# Estimating Ad Conversion Rates using Cassandra

John Berryman — November 12, 2013 | 0 Comments | Filed in: Cassandra

Don’t let anybody fool you; a good bit of what a data scientist does is a glorified form of counting. And if you had a few billion fingers, you yourself could do data science on one hand. In my recent work with Cassandra I’m finding that Cassandra is quite good at counting. As a matter of fact, you can treat Cassandra as a giant, distributed, redundant, “infinitely” scalable counting framework. Thus, for analysis applications that rely heavily upon accumulating counts, Cassandra can be a useful tool. In this and the next blog post we’ll take a look at a couple of big data analytics applications that rely heavily upon counting and we will demonstrate how Cassandra can be put to good use.

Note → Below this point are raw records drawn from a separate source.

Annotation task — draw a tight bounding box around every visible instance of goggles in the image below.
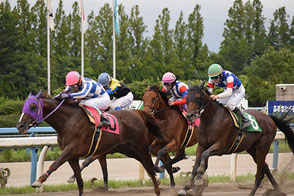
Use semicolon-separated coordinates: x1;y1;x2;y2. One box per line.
69;84;78;89
211;76;218;80
163;82;172;86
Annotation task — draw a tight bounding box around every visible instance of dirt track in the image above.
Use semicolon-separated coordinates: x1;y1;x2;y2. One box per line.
4;181;294;196
1;153;294;196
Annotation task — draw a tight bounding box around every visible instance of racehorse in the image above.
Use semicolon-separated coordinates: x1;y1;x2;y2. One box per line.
178;81;294;196
17;91;162;195
67;154;108;190
142;85;197;172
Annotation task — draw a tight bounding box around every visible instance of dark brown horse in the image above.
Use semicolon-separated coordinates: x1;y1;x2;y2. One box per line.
142;85;197;174
179;82;294;196
67;154;108;190
17;92;162;195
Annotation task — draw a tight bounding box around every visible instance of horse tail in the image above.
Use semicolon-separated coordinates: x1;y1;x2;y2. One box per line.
269;115;294;154
137;110;163;139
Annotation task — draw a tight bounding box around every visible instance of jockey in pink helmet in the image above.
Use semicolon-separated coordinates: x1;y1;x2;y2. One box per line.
60;71;110;126
60;71;110;110
162;72;188;110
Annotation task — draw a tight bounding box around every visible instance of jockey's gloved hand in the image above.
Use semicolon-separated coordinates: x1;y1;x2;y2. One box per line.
60;93;71;99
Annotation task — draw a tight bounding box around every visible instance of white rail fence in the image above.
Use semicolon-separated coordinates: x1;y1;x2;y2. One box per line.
0;132;285;183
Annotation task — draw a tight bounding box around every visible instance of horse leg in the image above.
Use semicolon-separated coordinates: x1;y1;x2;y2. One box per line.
162;154;176;187
139;153;160;195
154;139;177;173
66;156;96;183
264;164;280;191
154;146;166;173
98;154;108;190
178;144;205;195
161;148;186;173
246;146;280;196
31;146;76;188
68;157;84;196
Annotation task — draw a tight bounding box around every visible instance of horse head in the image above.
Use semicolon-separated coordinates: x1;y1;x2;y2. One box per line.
186;80;206;123
16;90;43;134
142;85;168;114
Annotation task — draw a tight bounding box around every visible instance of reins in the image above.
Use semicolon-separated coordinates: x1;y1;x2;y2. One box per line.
37;99;65;123
28;97;65;127
191;91;212;117
144;90;172;115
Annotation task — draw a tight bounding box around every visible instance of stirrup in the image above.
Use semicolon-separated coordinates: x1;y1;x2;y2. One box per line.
242;120;251;129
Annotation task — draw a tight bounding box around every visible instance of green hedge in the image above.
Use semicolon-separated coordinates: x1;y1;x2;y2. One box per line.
0;79;204;128
0;98;24;127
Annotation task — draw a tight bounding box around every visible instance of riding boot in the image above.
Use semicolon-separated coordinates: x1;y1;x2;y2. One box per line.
233;107;251;129
100;115;110;128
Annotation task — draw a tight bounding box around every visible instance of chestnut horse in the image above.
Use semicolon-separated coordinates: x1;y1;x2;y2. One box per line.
17;91;162;195
142;85;197;172
179;81;294;196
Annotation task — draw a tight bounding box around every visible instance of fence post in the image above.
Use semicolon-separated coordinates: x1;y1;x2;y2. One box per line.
31;147;38;184
273;140;279;169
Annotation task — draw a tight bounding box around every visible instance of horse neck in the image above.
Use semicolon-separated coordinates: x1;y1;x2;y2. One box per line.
200;92;221;124
43;99;73;135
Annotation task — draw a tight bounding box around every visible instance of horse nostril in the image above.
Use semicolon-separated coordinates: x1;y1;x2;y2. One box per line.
16;124;24;129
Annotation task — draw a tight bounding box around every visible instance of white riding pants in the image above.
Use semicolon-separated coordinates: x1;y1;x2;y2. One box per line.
109;92;134;110
218;85;245;111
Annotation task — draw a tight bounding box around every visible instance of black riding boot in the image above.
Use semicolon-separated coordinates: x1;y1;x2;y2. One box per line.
233;107;251;129
100;115;110;127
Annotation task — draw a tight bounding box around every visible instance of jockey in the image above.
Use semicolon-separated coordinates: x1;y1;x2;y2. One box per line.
162;72;189;111
60;71;110;125
98;72;134;110
208;64;251;129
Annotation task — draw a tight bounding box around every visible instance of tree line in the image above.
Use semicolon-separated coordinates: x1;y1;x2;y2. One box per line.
0;0;294;106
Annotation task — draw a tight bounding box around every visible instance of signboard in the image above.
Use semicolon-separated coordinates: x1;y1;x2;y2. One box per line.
267;101;294;115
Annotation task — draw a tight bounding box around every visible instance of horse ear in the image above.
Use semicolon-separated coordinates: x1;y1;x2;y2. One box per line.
199;80;206;89
35;90;42;99
188;80;192;89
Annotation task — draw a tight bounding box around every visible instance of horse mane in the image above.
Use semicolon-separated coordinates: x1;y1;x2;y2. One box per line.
41;91;79;107
149;84;182;114
189;85;224;107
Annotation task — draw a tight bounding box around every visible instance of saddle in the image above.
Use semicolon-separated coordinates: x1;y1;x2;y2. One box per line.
80;105;119;157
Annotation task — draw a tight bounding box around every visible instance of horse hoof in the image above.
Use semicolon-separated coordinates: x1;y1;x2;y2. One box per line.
66;177;76;183
195;179;204;186
31;181;42;188
172;167;181;173
178;189;187;196
154;166;164;173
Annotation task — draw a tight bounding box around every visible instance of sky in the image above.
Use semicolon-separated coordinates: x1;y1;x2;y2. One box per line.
9;0;294;52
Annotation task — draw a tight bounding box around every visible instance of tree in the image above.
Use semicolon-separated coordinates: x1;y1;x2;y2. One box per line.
248;0;267;58
268;7;290;49
125;5;150;82
116;4;132;79
245;47;294;105
219;0;253;74
173;11;191;79
186;4;208;78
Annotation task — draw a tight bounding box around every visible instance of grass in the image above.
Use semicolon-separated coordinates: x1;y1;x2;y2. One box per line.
0;173;294;195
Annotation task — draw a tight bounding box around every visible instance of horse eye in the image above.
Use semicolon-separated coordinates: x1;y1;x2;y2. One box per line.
30;103;37;112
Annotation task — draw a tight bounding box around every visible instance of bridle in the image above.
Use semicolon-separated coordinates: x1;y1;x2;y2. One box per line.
23;96;65;128
144;90;172;115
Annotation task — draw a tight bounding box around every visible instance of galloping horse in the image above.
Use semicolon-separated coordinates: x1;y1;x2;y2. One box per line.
179;81;294;196
17;91;162;195
142;85;197;174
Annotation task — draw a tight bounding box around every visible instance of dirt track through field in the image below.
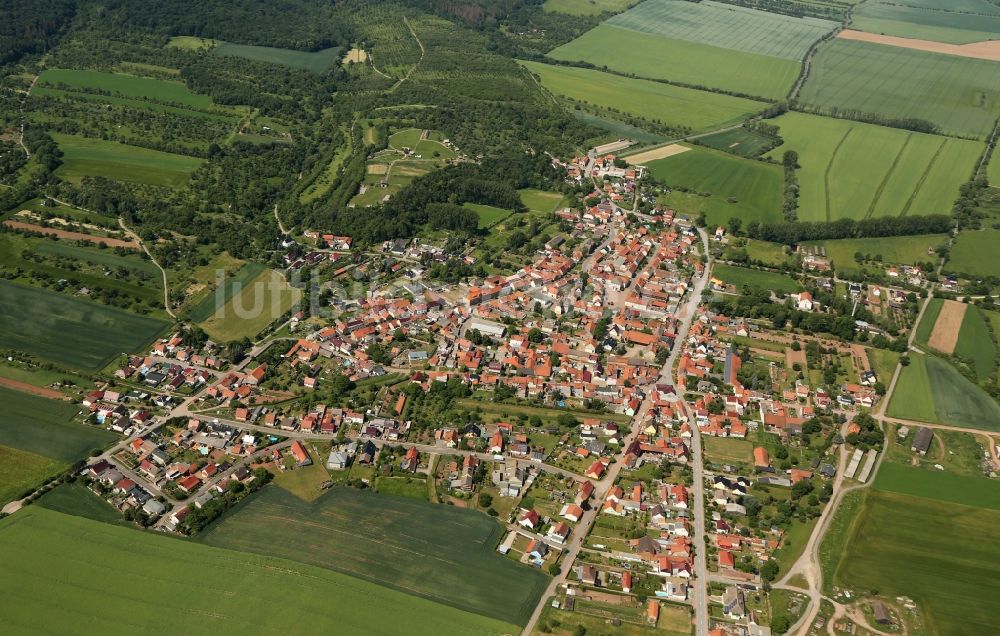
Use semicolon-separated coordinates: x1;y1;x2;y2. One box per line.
0;378;69;400
625;144;691;166
3;221;139;250
837;29;1000;62
927;300;967;355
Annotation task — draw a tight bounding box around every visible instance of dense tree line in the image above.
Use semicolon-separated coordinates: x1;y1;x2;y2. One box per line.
746;214;955;245
99;0;353;51
0;0;76;65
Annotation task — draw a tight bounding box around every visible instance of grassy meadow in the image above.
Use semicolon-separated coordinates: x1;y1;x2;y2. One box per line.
212;42;342;73
463;203;513;230
887;353;1000;431
521;62;764;131
0;387;118;464
52;133;203;186
944;229;1000;276
0;281;167;371
953;305;997;379
199;488;548;625
698;128;773;157
200;269;302;342
606;0;836;61
36;481;130;526
875;460;1000;511
548;23;800;99
824;490;1000;636
768;113;982;221
646;147;784;225
712;265;802;295
0;444;66;508
806;234;948;272
851;0;1000;44
187;263;267;322
799;39;1000;140
0;506;516;636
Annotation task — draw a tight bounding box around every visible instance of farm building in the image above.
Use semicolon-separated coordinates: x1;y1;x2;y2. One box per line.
910;427;934;455
872;600;896;625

Let’s say that you run an online ad company. When you started the company, your customers were happy enough to just have you host their advertising and handle the dirty work. But now, with ever increasing competition, you would provide your customers with feedback analytics so that you can retain your competitive edge. And the first thing that customers want to know is how their advertising is performing. The most straightforward metric for this: conversion rate. The conversion rate is portion of all ad clicks which lead to actual purchases. This number can be represented as a probability from 0 to 1 or as a percentage from 0 to 100%. And the easiest way to estimate the conversion rate, is to count! Basically, you need to keep track of how many times each ad has been clicked and how many times such a click leads to an eventual product purchase.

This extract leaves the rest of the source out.